A Muse on Character

Queen Desideria of Sweden – image courtesy of Wikipedia

As with many in our language, the word character can be interpreted in several ways and mean different things to different people.

For example: It may be used to describe someone with a distinctive individuality and/or eccentric personality.

Or it may be used to define the quality of a person’s moral fibre; the essence of an individual’s psychological make-up. People requiring a reference would naturally be hoping to be spoken of as being of good or strong character rather than bad or weak.

To a calligrapher or scribe it may mean one of a set of symbols used in a language.

To a writer it means a person or personality portrayed in a novel or drama. And in this case, developing a set of believable characters is everything. No time or energy is too much to spend on this essential building block.

However, the character of some of them, as in real life, can leave much to be desired.

Even one word can be enough to bring a character to life: Machiavellian, wolfish, foxy, warhorse, porcine, ox-like: all conjure up images that need no clarification.

Phrases such as the lift of an eyebrow, the quirk of a lip: all help to paint a picture of character (the character of the character, so to speak).

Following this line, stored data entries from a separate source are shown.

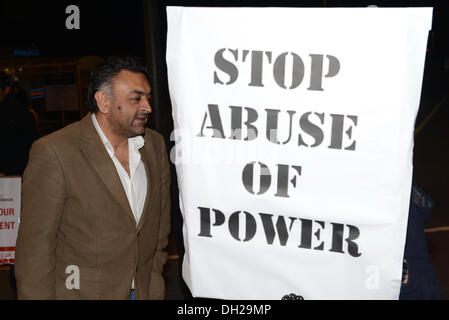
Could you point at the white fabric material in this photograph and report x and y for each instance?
(350, 79)
(135, 184)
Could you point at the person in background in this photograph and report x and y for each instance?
(17, 130)
(95, 199)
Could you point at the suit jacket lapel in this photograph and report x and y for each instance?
(148, 161)
(96, 153)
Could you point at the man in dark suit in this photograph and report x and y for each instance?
(17, 130)
(95, 205)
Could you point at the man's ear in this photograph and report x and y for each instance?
(103, 101)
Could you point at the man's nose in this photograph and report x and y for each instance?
(146, 106)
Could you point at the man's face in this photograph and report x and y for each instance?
(131, 104)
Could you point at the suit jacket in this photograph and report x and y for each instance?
(75, 213)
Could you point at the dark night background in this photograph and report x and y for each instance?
(139, 28)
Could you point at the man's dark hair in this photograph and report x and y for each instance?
(5, 80)
(101, 77)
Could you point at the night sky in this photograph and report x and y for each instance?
(114, 27)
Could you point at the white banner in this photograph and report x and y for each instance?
(10, 196)
(294, 144)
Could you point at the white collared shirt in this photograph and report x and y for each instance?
(135, 184)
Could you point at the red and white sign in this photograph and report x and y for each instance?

In real life there are people so evil that it takes your breath away and people so heroic and self-sacrificing that it is equally hard to comprehend. But most of us and our fictional characters fit somewhere along the spectrum of these two extremes: slightly flawed but lovable, just the same.

There are many such fictional characters and one I will always have a soft spot for is the Earl of St. Erth created by Georgette Heyer in her Regency romance The Quiet Gentleman.

Amongst the real characters of history, I am especially drawn to the gentle, tragic Earl of Derwentwater, whose only crime was loyalty; and vibrant and loving Katherine Swynford, both brought to life with amazing clarity by Anya Seton in her novels Devil Water and Katherine respectively.

Recently, I reread Désirée by Annemarie Selenko, the story of a real life heroine: Désirée Clary, the daughter of a wealthy merchant who was loved by two of the most important statesmen of her day, finally becoming a queen: Desideria of Sweden.

She must have had plenty of character to have attracted the interest of an Emperor and a great General whom a country invited to be its King; and if you look at her portrait above you can see that she has it in spades.

Character and character: the one so forgettable without the other.